# Pandas Data Structures Overview
In this section, we will discuss the `Series`, `Index`, and `DataFrame`. To do so, we will read in a snippet of the CSV file we will work with later. Don't worry about that part yet, though.

## About the Data
In this notebook, we will be working 5 rows from the Earthquake data collected over September 18, 2018 - October 13, 2018 (obtained from the US Geological Survey (USGS) using the [USGS API](https://earthquake.usgs.gov/fdsnws/event/1/))

## Working with NumPy Arrays
We will read in a short CSV file (using `numpy`) for some sample data. 

In [None]:
import numpy as np

data = np.genfromtxt(
    'data/example_data.csv', delimiter=';', 
    names=True, dtype=None, encoding='UTF'
)

data

We can find the dimensions with the `shape` attribute:

In [2]:
data.shape

(5,)

We can find the data types with the `dtype` attribute:

In [3]:
data.dtype

dtype([('time', '<U23'), ('place', '<U37'), ('magType', '<U3'), ('mag', '<f8'), ('alert', '<U5'), ('tsunami', '<i4')])

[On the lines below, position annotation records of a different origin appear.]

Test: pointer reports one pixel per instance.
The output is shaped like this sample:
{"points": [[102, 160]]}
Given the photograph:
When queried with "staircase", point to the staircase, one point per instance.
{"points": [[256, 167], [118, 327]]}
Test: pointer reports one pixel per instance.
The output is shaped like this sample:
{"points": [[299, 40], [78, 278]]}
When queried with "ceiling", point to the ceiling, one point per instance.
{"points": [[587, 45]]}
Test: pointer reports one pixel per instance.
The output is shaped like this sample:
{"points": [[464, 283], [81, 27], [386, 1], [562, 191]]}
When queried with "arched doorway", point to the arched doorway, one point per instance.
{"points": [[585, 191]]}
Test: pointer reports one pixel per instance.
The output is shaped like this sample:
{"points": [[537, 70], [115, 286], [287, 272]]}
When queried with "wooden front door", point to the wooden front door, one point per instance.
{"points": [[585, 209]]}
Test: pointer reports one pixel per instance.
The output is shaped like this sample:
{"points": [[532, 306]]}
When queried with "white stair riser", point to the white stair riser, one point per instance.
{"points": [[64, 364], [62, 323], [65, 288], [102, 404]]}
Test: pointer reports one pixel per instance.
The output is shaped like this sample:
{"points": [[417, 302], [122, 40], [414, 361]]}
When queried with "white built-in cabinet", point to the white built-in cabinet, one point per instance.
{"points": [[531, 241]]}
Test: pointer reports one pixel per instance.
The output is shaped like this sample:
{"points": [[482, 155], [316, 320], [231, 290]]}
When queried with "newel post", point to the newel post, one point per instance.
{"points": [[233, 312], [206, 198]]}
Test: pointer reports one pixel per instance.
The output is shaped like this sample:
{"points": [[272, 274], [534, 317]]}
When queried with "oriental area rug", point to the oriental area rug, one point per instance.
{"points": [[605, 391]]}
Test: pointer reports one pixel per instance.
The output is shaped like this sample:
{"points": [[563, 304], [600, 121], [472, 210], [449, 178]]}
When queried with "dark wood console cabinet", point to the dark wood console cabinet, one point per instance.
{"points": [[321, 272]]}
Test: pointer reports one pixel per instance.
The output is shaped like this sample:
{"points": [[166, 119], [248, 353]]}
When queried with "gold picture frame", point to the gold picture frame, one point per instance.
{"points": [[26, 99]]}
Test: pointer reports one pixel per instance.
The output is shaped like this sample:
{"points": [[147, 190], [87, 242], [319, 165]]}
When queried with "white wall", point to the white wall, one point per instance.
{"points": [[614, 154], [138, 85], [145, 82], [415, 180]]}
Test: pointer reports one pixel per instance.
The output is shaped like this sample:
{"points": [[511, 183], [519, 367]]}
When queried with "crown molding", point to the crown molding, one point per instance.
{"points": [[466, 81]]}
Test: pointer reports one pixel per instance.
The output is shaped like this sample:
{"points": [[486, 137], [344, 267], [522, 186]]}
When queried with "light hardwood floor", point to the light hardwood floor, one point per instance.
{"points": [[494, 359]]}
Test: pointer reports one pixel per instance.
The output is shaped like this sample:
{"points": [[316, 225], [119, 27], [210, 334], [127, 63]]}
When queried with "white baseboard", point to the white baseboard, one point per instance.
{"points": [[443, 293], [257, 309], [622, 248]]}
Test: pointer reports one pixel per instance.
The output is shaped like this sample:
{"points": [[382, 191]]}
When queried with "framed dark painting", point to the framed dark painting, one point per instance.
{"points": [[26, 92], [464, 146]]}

Each of the entries in the array is a row from the CSV file. NumPy arrays contain a single data type (unlike lists, which allow mixed types); this allows for fast, vectorized options. When we read in the data, we got an array of `numpy.void` objects, which are created to store flexible types. This is because NumPy is storing several different data types per row: 4 strings, a float, and an integer. This means we can't take advantage of the performance improvements NumPy provides for single data type objects. Say we want to find the maximum magnitude, we can use a list comprehension with these flexible objects in order to select the 3rd index of each row. This makes a list, then we can take the maximum:

In [4]:
%%timeit
max([row[3] for row in data])

9.74 µs ± 177 ns per loop (mean ± std. dev. of 7 runs, 100000 loops each)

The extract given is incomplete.